1515. One wants to shout out to the child, “Don’t put your x there,” but you hold your tongue, because your advice adds up to one thing, an insistent reminder that the child is not that smart. So it was that Otis had to suffer through long games of checkers where the correct moves were so obvious it gave him stomachache. Cards were no better. Often those comedians wondered aloud, “Why is this dog wining and complaining so much when we play checkers.”
1516. The best Otis could do was to encourage his owners to take credit for training him to do tricks. He went about this very carefully, so as not to have them realize his intellectual abilities. During the first week of his new occupation he went through all of the basics: roll over and play dead, nor eat food on the nose, walk on the hind feet, all of the simple things. When they were in towns he sat quietly behind the stage, and wondered how it was possible that such simple stories and actions could move an audience so much.

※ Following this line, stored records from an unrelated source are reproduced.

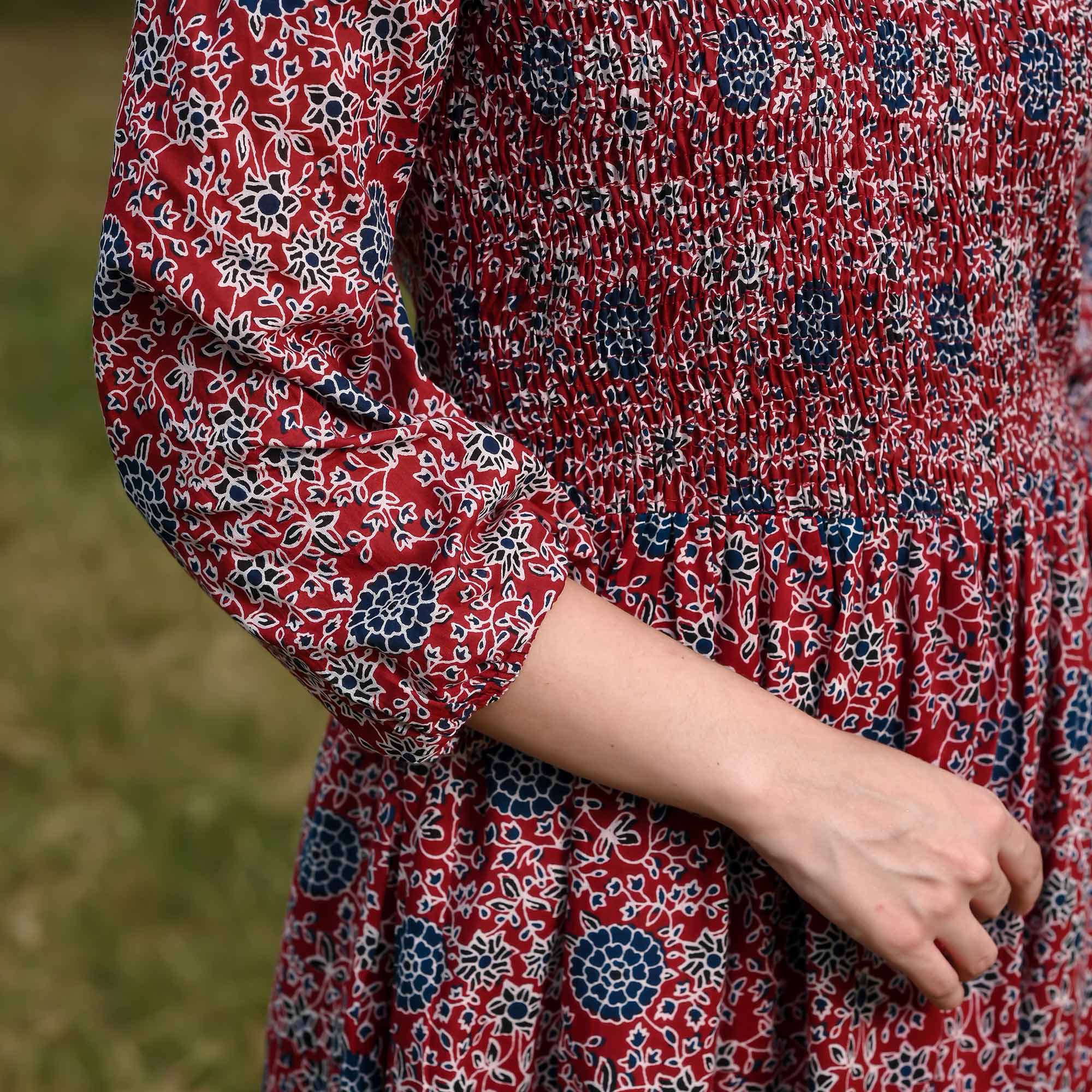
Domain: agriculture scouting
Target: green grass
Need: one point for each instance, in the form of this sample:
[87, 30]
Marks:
[155, 758]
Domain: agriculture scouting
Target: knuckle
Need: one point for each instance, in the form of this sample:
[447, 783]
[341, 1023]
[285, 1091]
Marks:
[984, 962]
[944, 904]
[941, 988]
[905, 939]
[977, 870]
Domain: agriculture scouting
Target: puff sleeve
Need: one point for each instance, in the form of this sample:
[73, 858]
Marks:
[258, 378]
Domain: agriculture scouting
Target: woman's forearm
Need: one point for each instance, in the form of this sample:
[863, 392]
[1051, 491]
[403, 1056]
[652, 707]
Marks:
[608, 697]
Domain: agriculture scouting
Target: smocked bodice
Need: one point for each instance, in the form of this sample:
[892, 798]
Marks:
[823, 255]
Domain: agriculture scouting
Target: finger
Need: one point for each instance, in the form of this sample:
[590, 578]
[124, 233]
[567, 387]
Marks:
[933, 975]
[1022, 860]
[991, 899]
[969, 946]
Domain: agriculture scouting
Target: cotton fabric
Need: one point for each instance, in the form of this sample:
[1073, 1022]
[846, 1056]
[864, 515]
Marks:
[764, 322]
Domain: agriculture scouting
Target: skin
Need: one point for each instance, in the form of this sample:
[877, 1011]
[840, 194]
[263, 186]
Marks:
[907, 858]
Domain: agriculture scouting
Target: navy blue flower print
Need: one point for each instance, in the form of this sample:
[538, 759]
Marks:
[1011, 746]
[361, 1073]
[419, 964]
[751, 495]
[886, 730]
[656, 533]
[388, 29]
[198, 120]
[745, 66]
[375, 241]
[816, 325]
[618, 971]
[343, 393]
[515, 1008]
[146, 491]
[548, 74]
[465, 307]
[330, 857]
[524, 787]
[842, 536]
[396, 609]
[260, 577]
[490, 450]
[920, 498]
[272, 8]
[245, 265]
[1078, 720]
[266, 204]
[1041, 75]
[624, 334]
[485, 962]
[896, 72]
[952, 329]
[114, 279]
[312, 259]
[150, 57]
[863, 645]
[333, 109]
[740, 562]
[726, 272]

1517. Not only that but since the comedians rehearsed their skits in the evening Otis soon came to understand that everything was being done by rote, from memory, with no improvisation to enliven the performance. Finally he could stand it no longer, he felt he had to intervene.
1518. There was one skit involving a domestic argument. A husband and wife are having a fight about a fish pie. It was all in pantomime but the gist of the story seemed to be that the husband was complaining to the wife that the fish pie was burnt, but the wife wanted to put in back in the imaginary oven because it was not ready yet.